In the skin, melanin—derived from the amino acid L-DOPA, the precursor to dopamine—is made by specialized cells called melanocytes and packaged in small vesicles called melanosomes. These melanosomes are then taken up by adjacent keratinocytes—the predominant type of skin cell. The melanosomes surround the keratinocyte nuclei, forming a shield that protects DNA from UV radiation.

Researchers have known for years that polymers of dopamine act in many situations as an artificial form of melanin. Both molecules have a structurally similar interconnected system of aromatic rings. Nathan C. Gianneschi, a chemist and materials scientist at the University of California, San Diego, had been working on developing polydopamine nanoparticles for other applications, and recently began to wonder if he could use the same particles, made from dopamine derivatives, to reproduce the effects of melanin in skin cells. The key was to use the polydopamine particles “to mimic naturally occurring melanosomes and see if the keratinocytes can take these particles up,” Gianneschi says.

The scientists incubated keratinocytes with polydopamine nanoparticles and saw from microscopy experiments that the nanoparticles packed around the nuclei of the cells in patterns consistent with those of natural melanosomes. “We had no idea if these nanoparticles would behave similarly to natural melanin, so the fact that they were broken down and smeared around the nucleus was a pleasant surprise,” Gianneschi says. Moreover, when the cells were exposed to UV light, keratinocytes with the artificial melanin were 40% more viable than cells without. Cells with the nanoparticles were also able to suppress the production of reactive oxygen species, a by-product of cellular stress following UV damage.

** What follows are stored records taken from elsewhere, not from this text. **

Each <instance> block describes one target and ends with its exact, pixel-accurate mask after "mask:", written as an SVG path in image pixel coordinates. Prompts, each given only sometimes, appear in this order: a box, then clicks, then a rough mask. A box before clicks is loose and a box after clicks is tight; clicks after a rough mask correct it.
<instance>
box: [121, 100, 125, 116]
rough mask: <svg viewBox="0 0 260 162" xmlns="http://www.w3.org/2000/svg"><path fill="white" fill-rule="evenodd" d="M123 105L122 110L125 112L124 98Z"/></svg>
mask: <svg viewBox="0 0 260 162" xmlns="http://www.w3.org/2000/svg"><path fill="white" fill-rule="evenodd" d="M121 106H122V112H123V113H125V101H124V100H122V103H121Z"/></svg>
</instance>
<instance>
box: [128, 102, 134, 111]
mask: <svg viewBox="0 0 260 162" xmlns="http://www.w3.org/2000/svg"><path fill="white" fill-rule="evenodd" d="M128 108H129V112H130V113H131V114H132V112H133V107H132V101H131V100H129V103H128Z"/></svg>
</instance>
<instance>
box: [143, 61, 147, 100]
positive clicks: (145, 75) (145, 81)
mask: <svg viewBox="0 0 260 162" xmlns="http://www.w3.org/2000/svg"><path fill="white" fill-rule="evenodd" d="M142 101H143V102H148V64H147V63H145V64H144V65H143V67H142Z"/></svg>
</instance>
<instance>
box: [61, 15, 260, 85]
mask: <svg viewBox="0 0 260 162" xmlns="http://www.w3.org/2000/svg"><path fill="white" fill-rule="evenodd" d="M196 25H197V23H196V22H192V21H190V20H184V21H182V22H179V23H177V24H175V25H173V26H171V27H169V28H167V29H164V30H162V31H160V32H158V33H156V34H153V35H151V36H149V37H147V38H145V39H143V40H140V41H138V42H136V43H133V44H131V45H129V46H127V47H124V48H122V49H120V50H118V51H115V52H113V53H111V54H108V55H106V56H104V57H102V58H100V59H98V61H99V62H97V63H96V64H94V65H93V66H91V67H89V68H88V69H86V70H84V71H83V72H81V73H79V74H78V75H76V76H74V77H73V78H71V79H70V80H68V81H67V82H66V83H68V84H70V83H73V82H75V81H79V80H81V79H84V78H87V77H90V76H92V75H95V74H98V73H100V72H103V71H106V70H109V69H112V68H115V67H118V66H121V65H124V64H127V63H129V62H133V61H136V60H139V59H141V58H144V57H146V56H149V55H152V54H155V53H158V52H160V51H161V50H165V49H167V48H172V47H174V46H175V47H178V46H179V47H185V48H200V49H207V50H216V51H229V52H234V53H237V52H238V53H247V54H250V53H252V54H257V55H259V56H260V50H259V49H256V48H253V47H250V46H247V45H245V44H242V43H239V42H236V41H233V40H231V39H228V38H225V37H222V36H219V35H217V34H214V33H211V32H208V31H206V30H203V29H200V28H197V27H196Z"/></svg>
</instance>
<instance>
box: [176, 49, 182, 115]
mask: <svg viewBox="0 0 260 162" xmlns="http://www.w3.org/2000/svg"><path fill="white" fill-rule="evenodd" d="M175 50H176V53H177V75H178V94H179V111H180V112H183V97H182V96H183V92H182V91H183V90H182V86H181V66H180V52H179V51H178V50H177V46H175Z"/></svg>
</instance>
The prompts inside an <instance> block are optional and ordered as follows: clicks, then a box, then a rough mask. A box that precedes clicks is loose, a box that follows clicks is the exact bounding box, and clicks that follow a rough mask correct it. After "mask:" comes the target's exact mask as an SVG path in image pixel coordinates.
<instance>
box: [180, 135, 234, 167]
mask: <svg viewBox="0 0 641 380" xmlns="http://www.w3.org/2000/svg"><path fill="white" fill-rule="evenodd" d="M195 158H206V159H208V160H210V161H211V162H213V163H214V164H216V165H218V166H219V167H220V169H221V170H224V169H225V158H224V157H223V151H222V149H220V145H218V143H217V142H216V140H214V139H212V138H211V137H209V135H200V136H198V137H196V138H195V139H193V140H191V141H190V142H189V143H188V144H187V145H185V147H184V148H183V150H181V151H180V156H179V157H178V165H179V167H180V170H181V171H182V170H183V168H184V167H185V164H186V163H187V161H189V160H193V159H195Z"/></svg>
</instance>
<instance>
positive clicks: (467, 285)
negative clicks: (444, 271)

Researchers, including Matthew D. Shawkey, an integrative biologist at Ghent University who was not involved in the study, have used polydopamine particles to make colored films. But, Shawkey says, this work shows they have other uses: “These particles seem to be quite biocompatible and hold great promise for biomedical applications.”

Although these early results are promising, translating these findings into therapeutic drugs or sunblocking cosmetics faces significant barriers, says Gianneschi. “Melanin is a really enigmatic material that we’re excited about for many different applications. While it has this intrinsic function in skin cells, synthetic forms of it could work for pigment replacement in other tissues,” he says, such as in the eye, where a lack of melanin can cause poor daytime vision.